Summarise the output: keep the first 20 lines, the last 20 lines, and every line matching ERROR|WARN|FAIL|panic. Everything else can be dropped — trace payloads should stay small (ADR-015 risks).
Emit a tool_result event with {ok, exit, duration_ms, summary}.
Run the expected-outcome check. Emit a verify event with {check, ok, detail}. The check is:
- exit code comparison, or
- substring search in the captured stdout, or
- test -e <path>, or
- the --expect-check shell command.
If the verify event is ok: true, break out of the loop.
Otherwise, if retries remain, emit a note event explaining why the next attempt is happening ("expect-exit 0 but got 1; retrying"), and continue. If retries are exhausted, fall through to step 4.

4. End the session

Pick the outcome:

success — some attempt produced ok: true on both tool-result and verify.
failure — every attempt failed the verification.
aborted — the caller interrupted mid-run, or a destructive command was rejected by the guardrail.

devboy trace end \
  --session-dir "$SESSION_DIR" --session-id "$SESSION_ID" \
  --skill "$SKILL_NAME" --outcome "$OUTCOME" \
  --summary "$SHORT_SUMMARY"

5. Surface the result

Print a 3-to-5-line summary to stdout naming: the command, attempts used, final outcome, and the path to the trace directory.

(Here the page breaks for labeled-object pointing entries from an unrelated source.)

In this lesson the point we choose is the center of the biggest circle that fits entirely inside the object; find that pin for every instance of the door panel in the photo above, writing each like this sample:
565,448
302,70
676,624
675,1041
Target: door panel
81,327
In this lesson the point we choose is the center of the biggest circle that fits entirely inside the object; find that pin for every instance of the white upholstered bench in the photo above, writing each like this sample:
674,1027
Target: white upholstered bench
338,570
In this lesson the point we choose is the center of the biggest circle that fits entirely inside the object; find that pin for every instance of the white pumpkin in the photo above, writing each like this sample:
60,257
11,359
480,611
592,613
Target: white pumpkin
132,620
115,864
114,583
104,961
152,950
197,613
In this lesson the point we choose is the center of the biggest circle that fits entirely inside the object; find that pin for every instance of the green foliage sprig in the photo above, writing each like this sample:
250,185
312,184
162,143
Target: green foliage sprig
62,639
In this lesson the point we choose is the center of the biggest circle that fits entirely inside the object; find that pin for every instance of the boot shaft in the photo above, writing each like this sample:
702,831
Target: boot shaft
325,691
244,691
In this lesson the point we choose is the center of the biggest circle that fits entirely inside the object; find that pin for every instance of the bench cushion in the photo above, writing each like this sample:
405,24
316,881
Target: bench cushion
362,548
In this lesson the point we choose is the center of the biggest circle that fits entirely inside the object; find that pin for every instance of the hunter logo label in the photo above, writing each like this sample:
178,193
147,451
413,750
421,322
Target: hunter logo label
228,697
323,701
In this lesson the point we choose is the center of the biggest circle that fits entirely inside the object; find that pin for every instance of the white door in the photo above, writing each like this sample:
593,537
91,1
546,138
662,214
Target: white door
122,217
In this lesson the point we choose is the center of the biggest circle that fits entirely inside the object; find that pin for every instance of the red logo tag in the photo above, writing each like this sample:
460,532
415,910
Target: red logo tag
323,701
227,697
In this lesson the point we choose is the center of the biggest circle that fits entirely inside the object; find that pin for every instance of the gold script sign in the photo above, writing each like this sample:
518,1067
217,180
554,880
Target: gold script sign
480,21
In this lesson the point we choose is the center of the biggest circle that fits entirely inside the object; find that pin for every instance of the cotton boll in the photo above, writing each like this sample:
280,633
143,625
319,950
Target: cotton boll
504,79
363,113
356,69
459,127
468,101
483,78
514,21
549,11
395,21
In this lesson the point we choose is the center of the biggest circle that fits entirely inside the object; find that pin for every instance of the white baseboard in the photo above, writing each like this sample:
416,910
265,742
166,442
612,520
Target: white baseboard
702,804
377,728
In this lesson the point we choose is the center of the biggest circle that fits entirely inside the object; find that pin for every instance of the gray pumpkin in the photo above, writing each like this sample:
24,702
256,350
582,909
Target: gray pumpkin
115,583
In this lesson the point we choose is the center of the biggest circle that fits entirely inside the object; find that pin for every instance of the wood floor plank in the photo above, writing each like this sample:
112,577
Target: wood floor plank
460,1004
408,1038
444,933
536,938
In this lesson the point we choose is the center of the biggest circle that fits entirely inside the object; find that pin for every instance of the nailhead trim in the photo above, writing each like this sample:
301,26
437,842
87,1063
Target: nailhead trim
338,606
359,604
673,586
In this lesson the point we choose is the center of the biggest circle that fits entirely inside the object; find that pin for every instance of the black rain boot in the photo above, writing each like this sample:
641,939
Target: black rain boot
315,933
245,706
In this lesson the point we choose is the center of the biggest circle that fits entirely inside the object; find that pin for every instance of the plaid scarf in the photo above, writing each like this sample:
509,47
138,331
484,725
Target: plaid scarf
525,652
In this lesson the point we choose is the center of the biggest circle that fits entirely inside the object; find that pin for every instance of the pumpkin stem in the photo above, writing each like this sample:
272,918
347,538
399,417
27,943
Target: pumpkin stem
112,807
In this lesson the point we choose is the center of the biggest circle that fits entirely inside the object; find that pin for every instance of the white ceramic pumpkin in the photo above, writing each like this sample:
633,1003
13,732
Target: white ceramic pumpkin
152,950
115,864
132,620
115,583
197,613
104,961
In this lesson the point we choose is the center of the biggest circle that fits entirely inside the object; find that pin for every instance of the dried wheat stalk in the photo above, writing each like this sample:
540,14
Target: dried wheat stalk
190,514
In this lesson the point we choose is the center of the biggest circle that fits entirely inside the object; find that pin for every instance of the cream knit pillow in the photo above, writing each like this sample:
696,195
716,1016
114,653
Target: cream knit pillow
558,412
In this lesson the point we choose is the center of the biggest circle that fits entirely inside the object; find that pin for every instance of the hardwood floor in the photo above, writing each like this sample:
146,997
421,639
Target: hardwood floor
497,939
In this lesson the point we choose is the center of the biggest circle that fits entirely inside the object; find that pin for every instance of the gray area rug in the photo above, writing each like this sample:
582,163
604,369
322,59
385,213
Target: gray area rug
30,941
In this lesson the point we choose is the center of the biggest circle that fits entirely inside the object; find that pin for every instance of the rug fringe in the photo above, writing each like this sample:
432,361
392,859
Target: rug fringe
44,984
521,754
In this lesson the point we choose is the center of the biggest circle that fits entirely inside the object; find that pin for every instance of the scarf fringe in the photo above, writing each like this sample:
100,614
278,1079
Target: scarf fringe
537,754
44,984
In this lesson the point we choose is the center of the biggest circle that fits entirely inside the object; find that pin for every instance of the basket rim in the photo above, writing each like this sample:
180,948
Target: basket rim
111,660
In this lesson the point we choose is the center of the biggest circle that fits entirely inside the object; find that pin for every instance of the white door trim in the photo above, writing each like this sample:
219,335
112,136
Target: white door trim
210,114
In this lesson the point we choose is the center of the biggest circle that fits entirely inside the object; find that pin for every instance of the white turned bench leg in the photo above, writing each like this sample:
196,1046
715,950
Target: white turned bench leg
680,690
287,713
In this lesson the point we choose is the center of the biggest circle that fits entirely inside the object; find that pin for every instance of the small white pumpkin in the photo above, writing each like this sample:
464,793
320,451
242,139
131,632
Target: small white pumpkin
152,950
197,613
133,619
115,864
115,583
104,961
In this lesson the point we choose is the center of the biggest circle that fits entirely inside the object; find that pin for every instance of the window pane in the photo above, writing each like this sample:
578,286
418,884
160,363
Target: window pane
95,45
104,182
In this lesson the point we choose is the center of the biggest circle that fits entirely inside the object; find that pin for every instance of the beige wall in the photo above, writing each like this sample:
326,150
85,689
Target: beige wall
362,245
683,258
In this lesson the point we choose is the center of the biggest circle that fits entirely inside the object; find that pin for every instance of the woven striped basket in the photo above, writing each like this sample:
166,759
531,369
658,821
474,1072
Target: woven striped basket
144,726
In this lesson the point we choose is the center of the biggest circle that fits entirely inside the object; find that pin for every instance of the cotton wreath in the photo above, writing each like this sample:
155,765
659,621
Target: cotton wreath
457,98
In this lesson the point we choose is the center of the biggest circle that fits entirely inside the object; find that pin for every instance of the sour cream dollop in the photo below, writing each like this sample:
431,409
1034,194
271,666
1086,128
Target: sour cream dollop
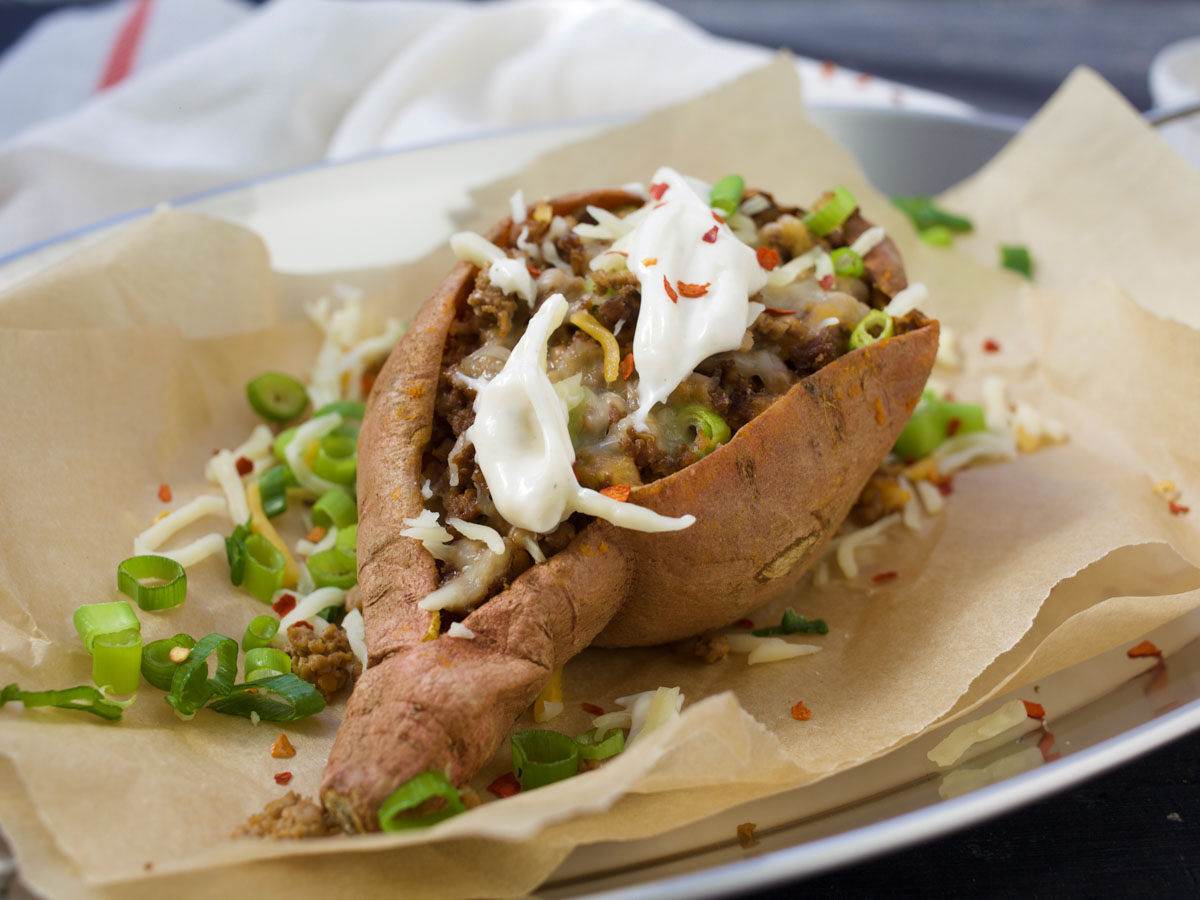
523,448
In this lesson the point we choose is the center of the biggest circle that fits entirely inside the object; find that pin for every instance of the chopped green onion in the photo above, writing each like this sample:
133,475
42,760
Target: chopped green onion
543,757
191,687
335,509
117,660
726,195
273,490
157,666
259,633
931,424
277,397
793,624
937,237
91,619
600,747
337,459
280,699
925,215
84,699
346,408
846,262
1015,257
831,211
265,663
264,567
415,793
862,335
333,569
157,597
711,429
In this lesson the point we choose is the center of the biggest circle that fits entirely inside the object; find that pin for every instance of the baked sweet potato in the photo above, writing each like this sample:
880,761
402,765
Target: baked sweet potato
766,503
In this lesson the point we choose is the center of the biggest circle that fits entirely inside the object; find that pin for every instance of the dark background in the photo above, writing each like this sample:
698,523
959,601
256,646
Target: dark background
1134,832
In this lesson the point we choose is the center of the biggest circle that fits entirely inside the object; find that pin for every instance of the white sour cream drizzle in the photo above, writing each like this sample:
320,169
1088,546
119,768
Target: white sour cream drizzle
509,275
673,336
525,450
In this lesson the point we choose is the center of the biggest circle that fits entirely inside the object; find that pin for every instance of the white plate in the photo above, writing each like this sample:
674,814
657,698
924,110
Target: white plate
357,214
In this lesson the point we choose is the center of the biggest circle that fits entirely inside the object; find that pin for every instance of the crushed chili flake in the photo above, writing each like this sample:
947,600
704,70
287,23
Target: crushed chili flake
617,492
285,605
627,366
768,257
1146,648
282,748
507,785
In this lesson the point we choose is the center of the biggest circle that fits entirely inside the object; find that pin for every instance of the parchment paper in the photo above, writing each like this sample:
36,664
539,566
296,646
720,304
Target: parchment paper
124,367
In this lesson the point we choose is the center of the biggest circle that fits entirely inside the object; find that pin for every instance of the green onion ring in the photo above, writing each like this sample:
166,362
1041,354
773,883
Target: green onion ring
846,262
265,663
862,335
414,793
160,597
91,619
333,569
280,699
264,568
611,743
277,397
191,687
335,509
543,757
157,667
259,633
117,660
831,211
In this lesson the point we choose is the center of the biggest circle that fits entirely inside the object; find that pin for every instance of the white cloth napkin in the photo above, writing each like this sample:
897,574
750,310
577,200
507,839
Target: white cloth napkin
220,93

Do not reprint the full captured output — the caller can cat the trace if they want it.

Success criteria

Exactly one start and one end event per invocation.
Every attempt contributes a matching tool_call / tool_result / verify trio.
meta.json lands with outcome set to one of success | failure | aborted.
A failing run still produces a complete, well-formed trace.

Guardrails

Destructive commands are refused unless the caller passes --allow-destructive. The refusal path still opens a session, emits a note event describing the rejection, and ends with outcome: aborted so downstream skills can see what happened.

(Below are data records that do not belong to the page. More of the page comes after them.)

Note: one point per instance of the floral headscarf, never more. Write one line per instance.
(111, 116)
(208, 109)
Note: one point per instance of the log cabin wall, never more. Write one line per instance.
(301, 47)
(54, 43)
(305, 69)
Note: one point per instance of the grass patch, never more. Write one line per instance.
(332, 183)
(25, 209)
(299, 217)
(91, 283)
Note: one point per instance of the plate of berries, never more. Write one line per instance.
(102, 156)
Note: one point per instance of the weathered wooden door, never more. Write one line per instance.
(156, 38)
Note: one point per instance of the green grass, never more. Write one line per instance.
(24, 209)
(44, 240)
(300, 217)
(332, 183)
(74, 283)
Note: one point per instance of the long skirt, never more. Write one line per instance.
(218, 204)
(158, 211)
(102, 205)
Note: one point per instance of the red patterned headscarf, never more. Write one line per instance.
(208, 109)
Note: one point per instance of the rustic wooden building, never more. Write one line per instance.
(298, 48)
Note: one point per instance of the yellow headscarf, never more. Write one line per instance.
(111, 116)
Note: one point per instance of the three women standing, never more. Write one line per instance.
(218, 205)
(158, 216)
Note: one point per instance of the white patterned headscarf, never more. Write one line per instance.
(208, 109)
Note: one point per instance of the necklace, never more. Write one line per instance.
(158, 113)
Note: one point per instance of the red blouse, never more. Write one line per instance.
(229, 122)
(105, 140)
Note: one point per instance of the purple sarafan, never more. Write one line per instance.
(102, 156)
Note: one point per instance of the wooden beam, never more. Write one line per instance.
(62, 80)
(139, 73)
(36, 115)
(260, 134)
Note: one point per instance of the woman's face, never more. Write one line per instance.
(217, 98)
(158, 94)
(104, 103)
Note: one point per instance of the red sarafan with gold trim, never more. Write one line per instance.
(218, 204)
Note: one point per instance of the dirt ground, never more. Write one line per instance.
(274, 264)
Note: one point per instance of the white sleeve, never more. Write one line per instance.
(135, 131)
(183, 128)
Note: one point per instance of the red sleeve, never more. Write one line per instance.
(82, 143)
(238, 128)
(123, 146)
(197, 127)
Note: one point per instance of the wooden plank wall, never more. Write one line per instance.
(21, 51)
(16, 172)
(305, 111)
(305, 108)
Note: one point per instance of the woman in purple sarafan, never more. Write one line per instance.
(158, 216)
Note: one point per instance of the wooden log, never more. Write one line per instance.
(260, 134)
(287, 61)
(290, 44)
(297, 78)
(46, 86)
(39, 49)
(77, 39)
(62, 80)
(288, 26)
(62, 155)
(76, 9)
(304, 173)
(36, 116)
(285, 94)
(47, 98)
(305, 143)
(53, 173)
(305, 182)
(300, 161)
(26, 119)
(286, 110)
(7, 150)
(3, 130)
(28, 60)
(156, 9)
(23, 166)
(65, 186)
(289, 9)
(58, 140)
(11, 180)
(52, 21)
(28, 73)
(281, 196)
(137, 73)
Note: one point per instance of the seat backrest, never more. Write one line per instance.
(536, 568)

Treat the following substrings (case-insensitive) as destructive:

git push --force, git push -f, git reset --hard, git clean -fdx, git branch -D
rm -rf
drop table, drop database, truncate
kubectl delete, helm uninstall

Non-goals

This skill does not parse structured output to extract metrics; the trace summary is intentionally textual.
It does not chain multiple commands. A pipeline of commands is multiple invocations of this skill, one per step.
It does not post results anywhere. Notification belongs to notify (category 5).